Television gets it all wrong. There, every
office is dark and moody, with a barometer lamp at an odd angle and a
flat-panel computer monitor projecting WordPerfect blue. Shadows dance
across faces lit with absurd dedication or sinister undertones. On
television, every police station is furnished by an IKEA 50 years in
Real police stations know only two states
of lighting: pitch darkness or Miniluv bright. Supply sergeants seem to
have heard only of one bulb: the florescent tube. The effect is
hypnotic. There are clocks, but there is no such thing as time. There is
only increased fatigue with the occasional spike of strong coffee.
Station houses reek inexplicably of engine grease, and bathrooms more
likely than not have bars of Lava on washbasins.
In 1944, Raymond Chandler wrote an essay for The Atlantic entitled "The Simple Art of Murder."
It was a critical evaluation of the detective story as literature. Of
Dashiell Hammett, he wrote, "He was spare, frugal, hard-boiled, but he
did over and over again what only the best writers can ever do at all.
He wrote scenes that seemed never to have been written before." Most
famously, perhaps, he wrote that Hammett "gave murder back to the kind
of people that commit it for reasons, not just to provide a corpse; and
with the means at hand, not hand-wrought dueling pistols, curare and
tropical fish." The essay is known for its dismemberment of Dorothy
Sayers, and for its methodical deconstruction of The Red House Mystery by A. A. Milne. Chandler's conclusion: the art of crime fiction requires emotional and intellectual honesty and integrity.
It requires the dirty police station.
The debate sparked by Chandler's essay has not been resolved.

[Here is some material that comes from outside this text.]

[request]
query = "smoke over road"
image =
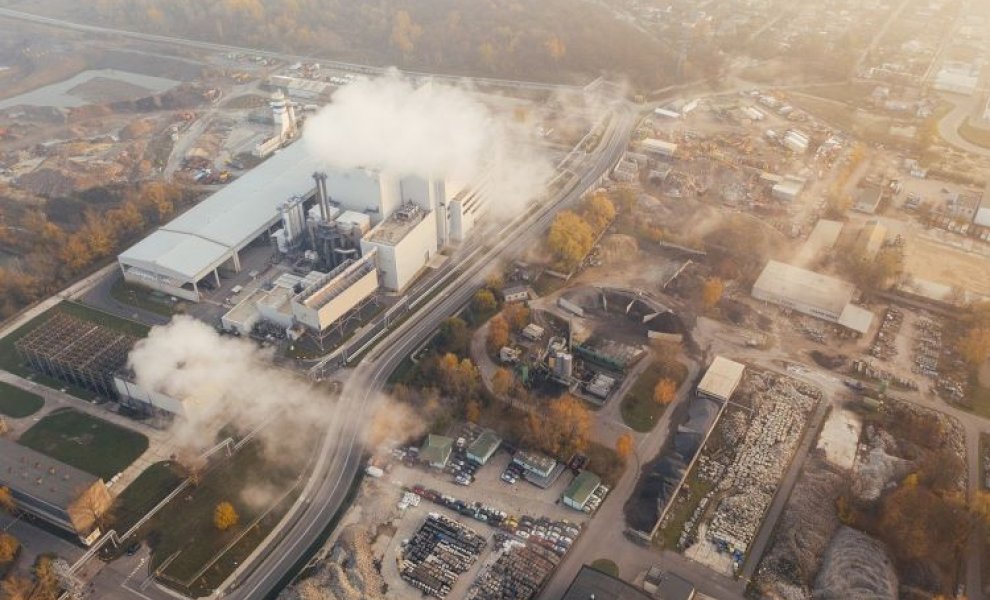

According to Bill Cameron, author of the critically acclaimed County Line
and one of Portland's most celebrated novelists, "A lot of people in
the mystery community are constantly wrestling with what our craft means
within a larger literary landscape." The continuum of the genre, he
says, travels linearly from the "traditionals" by Sayers and Agatha
Christie, to "cozy mysteries" by such contemporary novelists as Barbara
Colley. "The definition, they say, of a cozy is one where somebody gets
killed but nobody gets hurt."
On the far end
of the spectrum are the noirs—the hard-boiled novels where, Chandler
wrote, "far too many people got killed," and their passing is
"celebrated with a rather too loving attention to detail."
Cameron's work pegs closer to the noirs, and have a strong tendency
toward the literary. "A lot of genre fiction is oriented toward solving
some problem presented in the story." While his characters do seek
resolution, he says, "I have a realist approach to storytelling. Not all
problems are neatly resolved. That's how life really is: sometimes you
get answers and sometimes you don't."